A data que abre a isenção não é a do laudo. É a data de início da doença fixada pela perícia médica, e ela costuma ser anterior ao pedido, o que amplia o período de devolução em vez de encolher.
A retificação segue o calendário do imposto. Cada ano tem sua declaração própria, e recuperar cinco anos significa retificar até cinco declarações separadas, uma por exercício, cada uma com o valor daquele ano.
O pedido pelo Meu INSS tem duas etapas com relógio diferente. O requerimento é imediato pelo aplicativo, e a perícia médica depende de agenda, que varia por cidade e por unidade de atendimento.

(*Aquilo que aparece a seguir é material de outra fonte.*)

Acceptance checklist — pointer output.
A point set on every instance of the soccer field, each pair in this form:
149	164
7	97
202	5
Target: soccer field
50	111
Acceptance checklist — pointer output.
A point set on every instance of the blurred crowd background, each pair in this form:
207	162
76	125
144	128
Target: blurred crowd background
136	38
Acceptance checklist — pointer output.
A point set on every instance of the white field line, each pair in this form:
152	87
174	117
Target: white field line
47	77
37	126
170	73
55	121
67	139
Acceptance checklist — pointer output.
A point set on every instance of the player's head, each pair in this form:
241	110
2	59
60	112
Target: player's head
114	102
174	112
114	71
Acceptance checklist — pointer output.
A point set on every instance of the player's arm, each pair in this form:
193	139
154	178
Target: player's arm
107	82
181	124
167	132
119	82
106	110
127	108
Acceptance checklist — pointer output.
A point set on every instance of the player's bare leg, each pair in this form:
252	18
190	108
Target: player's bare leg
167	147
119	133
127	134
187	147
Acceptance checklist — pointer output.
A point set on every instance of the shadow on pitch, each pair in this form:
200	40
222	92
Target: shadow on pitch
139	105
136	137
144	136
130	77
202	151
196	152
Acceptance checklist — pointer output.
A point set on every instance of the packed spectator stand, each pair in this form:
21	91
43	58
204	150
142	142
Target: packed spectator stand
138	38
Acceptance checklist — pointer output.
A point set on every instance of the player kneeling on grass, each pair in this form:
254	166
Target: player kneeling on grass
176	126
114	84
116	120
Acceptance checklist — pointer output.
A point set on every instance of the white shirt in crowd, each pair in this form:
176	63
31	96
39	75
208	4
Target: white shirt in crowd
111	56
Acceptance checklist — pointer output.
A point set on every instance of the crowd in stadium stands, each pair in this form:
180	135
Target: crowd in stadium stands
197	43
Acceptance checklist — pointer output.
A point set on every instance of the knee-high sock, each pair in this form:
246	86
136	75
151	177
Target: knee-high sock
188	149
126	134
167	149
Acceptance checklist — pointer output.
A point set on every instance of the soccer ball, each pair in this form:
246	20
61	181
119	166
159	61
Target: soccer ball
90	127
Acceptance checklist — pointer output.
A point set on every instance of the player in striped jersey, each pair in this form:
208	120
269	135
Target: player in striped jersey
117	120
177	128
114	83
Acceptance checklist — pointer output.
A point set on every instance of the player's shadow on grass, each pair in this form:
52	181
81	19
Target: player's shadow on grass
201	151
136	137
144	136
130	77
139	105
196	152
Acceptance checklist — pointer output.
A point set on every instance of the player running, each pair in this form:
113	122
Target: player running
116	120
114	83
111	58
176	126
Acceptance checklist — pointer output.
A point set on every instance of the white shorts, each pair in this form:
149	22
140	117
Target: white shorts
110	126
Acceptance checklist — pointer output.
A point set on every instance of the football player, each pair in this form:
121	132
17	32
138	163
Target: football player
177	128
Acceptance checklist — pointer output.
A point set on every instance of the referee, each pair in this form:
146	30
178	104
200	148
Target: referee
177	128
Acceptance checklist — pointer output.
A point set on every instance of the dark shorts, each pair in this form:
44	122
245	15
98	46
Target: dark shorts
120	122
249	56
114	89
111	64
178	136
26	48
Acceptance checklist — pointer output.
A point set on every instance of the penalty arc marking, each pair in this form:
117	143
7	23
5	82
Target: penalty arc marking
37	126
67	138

A isenção reconhecida não é sempre definitiva. Quando a perícia fixa data de reavaliação, o benefício volta à mesa naquela data, e ignorar a convocação faz o desconto do imposto voltar ao extrato no mês seguinte.
A Súmula 627 do STJ derruba a exigência de sintoma atual: a isenção continua válida sem contemporaneidade dos sintomas e sem prova de que a doença voltou, o que protege quem está em remissão há anos.
O extrato do benefício mostra o resultado em uma linha. No mês em que a isenção entra em vigor, a linha de Imposto de Renda Retido na Fonte marca zero, e o valor líquido sobe sem que o bruto mude.
Vale guardar o número do protocolo e o laudo pericial digitalizado. Eles são o documento que prova a data de início da doença na hora de retificar as declarações antigas, e sem essa data a Receita cobra explicação.
Três marcos organizam a checagem de quem quer pedir hoje:
| Data de início da doença | fixada pela perícia, abre a isenção | | Prazo de devolução | 5 anos contados de cada pagamento | | Reavaliação pericial | só quando a perícia marcar data |
Quem passar dos cinco anos sem pedir perde a ponta mais antiga a cada mês. O direito à isenção futura continua intacto, e o que evapora é apenas o pedaço da devolução que saiu da janela.